Le Capitole doit par exemple mener une communication plus offensive via le numérique. J’ai participé à la naissance du site internet du Capitole ; aujourd’hui, il semble nécessaire d’améliorer sa structure. J’espère aussi pouvoir travailler très activement avec le rectorat et ainsi toucher plus de jeunes – étudiants et enfants. Il faut prendre son bâton de pèlerin et aller dans les écoles. S’il n’y a pas quelqu’un qui incarne la parole qu’on peut retrouver dans les médias sur un art humain, ça ne sert à rien. Il y a enfin un combat très intéressant à mener auprès des quadragénaires actifs de la métropole toulousaine. Je veux aller à leur rencontre par le biais de l’aspect technologique de la scène. J’aimerais avoir une espèce de laboratoire sur ce que pourraient être les arts vivants dans vingt ans.
Beaucoup de projets qui demandent un certain budget. Comment vous organisez-vous financièrement ?
Un autre grand combat à mener tourne autour du mécénat, notamment du mécénat de compétences, pour le théâtre. Lorsque nous faisons venir les entrepreneurs au Capitole, nous leur montrons ce que nous faisons, en passant outre l’image, parfois fausse, qu’ils peuvent avoir de notre activité.

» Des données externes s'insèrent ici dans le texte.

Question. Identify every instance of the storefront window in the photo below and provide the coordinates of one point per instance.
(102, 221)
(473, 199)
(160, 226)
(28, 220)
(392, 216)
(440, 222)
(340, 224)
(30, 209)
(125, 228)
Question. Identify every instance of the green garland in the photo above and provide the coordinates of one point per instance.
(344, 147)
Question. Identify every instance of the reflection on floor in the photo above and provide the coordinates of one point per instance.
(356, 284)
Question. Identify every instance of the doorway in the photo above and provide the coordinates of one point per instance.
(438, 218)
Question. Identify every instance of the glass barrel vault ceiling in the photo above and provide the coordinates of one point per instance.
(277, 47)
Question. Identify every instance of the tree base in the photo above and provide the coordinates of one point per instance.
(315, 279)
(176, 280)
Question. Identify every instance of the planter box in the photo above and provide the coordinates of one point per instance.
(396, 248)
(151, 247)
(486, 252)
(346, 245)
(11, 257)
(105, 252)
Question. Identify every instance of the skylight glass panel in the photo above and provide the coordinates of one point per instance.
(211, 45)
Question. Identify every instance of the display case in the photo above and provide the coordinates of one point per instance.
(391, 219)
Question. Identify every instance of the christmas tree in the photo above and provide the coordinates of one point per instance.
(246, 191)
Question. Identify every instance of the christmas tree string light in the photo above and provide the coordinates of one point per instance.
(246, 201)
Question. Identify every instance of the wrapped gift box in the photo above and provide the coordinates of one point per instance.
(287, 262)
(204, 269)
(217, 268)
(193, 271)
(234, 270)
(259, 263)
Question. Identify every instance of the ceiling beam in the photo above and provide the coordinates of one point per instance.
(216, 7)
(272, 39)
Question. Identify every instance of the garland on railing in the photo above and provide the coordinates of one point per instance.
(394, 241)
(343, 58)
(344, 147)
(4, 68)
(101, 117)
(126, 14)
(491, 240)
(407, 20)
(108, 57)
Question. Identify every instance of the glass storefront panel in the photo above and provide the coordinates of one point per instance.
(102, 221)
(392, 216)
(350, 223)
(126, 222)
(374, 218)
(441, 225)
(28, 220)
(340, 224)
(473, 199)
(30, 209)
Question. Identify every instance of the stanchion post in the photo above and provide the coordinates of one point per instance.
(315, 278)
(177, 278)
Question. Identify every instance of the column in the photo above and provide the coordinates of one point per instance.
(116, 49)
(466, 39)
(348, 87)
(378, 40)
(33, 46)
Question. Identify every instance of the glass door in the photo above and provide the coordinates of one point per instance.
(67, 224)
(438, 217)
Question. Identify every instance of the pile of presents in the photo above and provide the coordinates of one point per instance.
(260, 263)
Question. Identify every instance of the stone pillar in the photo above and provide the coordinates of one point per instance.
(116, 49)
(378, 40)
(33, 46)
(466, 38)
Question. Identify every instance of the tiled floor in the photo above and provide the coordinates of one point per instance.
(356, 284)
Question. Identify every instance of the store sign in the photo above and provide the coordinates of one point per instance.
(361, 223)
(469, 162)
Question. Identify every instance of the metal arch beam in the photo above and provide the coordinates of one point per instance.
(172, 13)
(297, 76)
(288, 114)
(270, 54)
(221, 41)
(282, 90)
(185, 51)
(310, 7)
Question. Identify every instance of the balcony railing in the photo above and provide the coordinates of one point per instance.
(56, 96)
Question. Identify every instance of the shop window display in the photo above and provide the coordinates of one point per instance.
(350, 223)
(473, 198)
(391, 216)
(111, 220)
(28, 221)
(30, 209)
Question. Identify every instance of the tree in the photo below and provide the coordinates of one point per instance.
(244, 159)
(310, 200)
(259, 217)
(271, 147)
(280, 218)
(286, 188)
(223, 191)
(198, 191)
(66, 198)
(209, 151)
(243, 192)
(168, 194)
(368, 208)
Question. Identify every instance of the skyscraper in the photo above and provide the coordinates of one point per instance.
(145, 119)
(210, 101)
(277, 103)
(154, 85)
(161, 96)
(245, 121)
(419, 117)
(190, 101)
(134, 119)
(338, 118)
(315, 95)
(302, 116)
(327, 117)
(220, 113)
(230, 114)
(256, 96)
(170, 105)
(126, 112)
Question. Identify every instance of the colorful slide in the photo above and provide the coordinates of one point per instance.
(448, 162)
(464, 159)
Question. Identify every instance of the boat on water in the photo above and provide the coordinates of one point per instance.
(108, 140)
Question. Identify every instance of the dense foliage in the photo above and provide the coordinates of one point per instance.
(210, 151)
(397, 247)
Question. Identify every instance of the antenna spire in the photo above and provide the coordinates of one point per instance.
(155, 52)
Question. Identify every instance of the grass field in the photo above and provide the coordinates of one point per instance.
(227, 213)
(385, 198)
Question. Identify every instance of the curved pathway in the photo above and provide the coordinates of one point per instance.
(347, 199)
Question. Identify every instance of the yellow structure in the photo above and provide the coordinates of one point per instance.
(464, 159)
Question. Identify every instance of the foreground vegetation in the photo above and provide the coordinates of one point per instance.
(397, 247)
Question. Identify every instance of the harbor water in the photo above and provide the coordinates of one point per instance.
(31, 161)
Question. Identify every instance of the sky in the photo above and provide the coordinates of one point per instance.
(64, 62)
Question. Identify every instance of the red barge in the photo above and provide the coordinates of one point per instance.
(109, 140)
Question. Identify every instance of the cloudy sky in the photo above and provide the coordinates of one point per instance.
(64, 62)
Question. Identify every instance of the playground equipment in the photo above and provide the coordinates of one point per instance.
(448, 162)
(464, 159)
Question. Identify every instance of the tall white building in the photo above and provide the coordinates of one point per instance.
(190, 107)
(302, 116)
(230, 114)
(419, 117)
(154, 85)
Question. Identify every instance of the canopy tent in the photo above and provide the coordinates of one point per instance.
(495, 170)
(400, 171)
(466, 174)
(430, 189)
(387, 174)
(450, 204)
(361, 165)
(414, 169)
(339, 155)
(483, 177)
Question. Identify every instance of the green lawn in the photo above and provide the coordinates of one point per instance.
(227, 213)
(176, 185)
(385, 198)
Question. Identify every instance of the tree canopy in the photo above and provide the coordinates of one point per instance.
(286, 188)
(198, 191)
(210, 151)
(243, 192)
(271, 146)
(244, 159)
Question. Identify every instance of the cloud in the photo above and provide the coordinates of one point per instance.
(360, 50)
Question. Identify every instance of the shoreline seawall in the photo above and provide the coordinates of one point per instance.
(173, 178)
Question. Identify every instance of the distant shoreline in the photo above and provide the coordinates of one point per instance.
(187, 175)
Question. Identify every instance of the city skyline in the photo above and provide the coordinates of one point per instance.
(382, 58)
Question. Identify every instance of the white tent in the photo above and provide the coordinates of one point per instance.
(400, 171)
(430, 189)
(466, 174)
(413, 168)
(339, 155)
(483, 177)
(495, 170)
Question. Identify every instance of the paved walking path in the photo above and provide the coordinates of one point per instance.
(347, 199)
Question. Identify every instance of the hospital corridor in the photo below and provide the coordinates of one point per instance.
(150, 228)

L’opéra a un budget de 21 millions : 15 millions de frais fixes et 6 millions pour la programmation. Je souhaite concentrer davantage le budget sur le plateau : les chanteurs, le travail technique, les costumes… Toute cette communication auprès du public n’a de sens que si nous proposons un travail de bonne qualité. J’aimerais jouer, pendant deux ou trois années, sur une alternance entre des œuvres célèbres, qui fédéreront un public, et des œuvres moins connues, avec pour thème central : l’éveil de la curiosité. Que la maison ait un rapport électrique avec son public ! À partir de créations et de reprises, nous trouverons un équilibre entre nouvelles productions, fonds propre et locations de spectacles découverts ailleurs. Sans perdre de vue, évidemment, notre répertoire de ballets ! Tous ces éléments – opéra, ballets rares et célèbres – vont s’équilibrer et créer une relation de confiance et de désir avec le public.
Dans un entretien à un journal local, votre prédécesseur mentionne une relation difficile avec la ville de Toulouse, qui a une mainmise importante sur l’organisation au Capitole. Neuf mois après votre retour en Occitanie, comment vivez-vous cette relation à la ville ?
Je perçois ce que veut dire Frédéric Chambert, mais ce que je vois surtout, c’est la puissance de création de cette maison. La ville en est le premier financeur ; il est donc normal que la métropole soit présente dans la maison. Le théâtre se trouve à une place stratégique – dans l’Hôtel de Ville –, ce qui constitue une chance inestimable ! Nous avons localement un monopole de l’art lyrique et, par conséquent, la mission de le porter le plus largement autour de nous.
Vous parliez de votre implantation et de votre rayonnement. Avec les importants remaniements territoriaux qui ont eu lieu récemment, quels sont les liens à créer ou à entretenir avec d’autres institutions d’Occitanie, notamment l’Opéra Comédie de Montpellier ?
Il se trouve que je connais Valérie Chevalier ; je sais que nous allons avoir une dynamique commune. Aujourd’hui, il est plus que jamais nécessaire d’être humble et intelligent, de travailler ensemble plutôt que d’être l’un contre l’autre. Nous mettrons en place des partenariats avec l’Opéra Comédie ainsi qu’avec le festival Radio France Occitanie. Je souhaite monter des projets qui rayonneront dans toute la région. Ce qu’on ne peut plus jouer ici, il faut l’emmener ailleurs et ainsi rencontrer d’autres publics.
Que suscite en vous l’arrivée de Françoise Nyssen au ministère de la culture ?
Je trouve que c’est un beau geste d’avoir mis quelqu’un qui s’occupe de livres à la tête du ministère. Actes Sud est une maison un peu à part, non seulement du fait de son implantation géographique, mais également par ses choix exigeants. Je me réjouis de cette nomination. Françoise Nyssen connaît, par sa fonction, les enjeux artistiques et économiques. C’est bien que la personne soit attentive aux deux ! Comme le livre est la base de la culture, je ne me fais pas de soucis pour le spectacle vivant.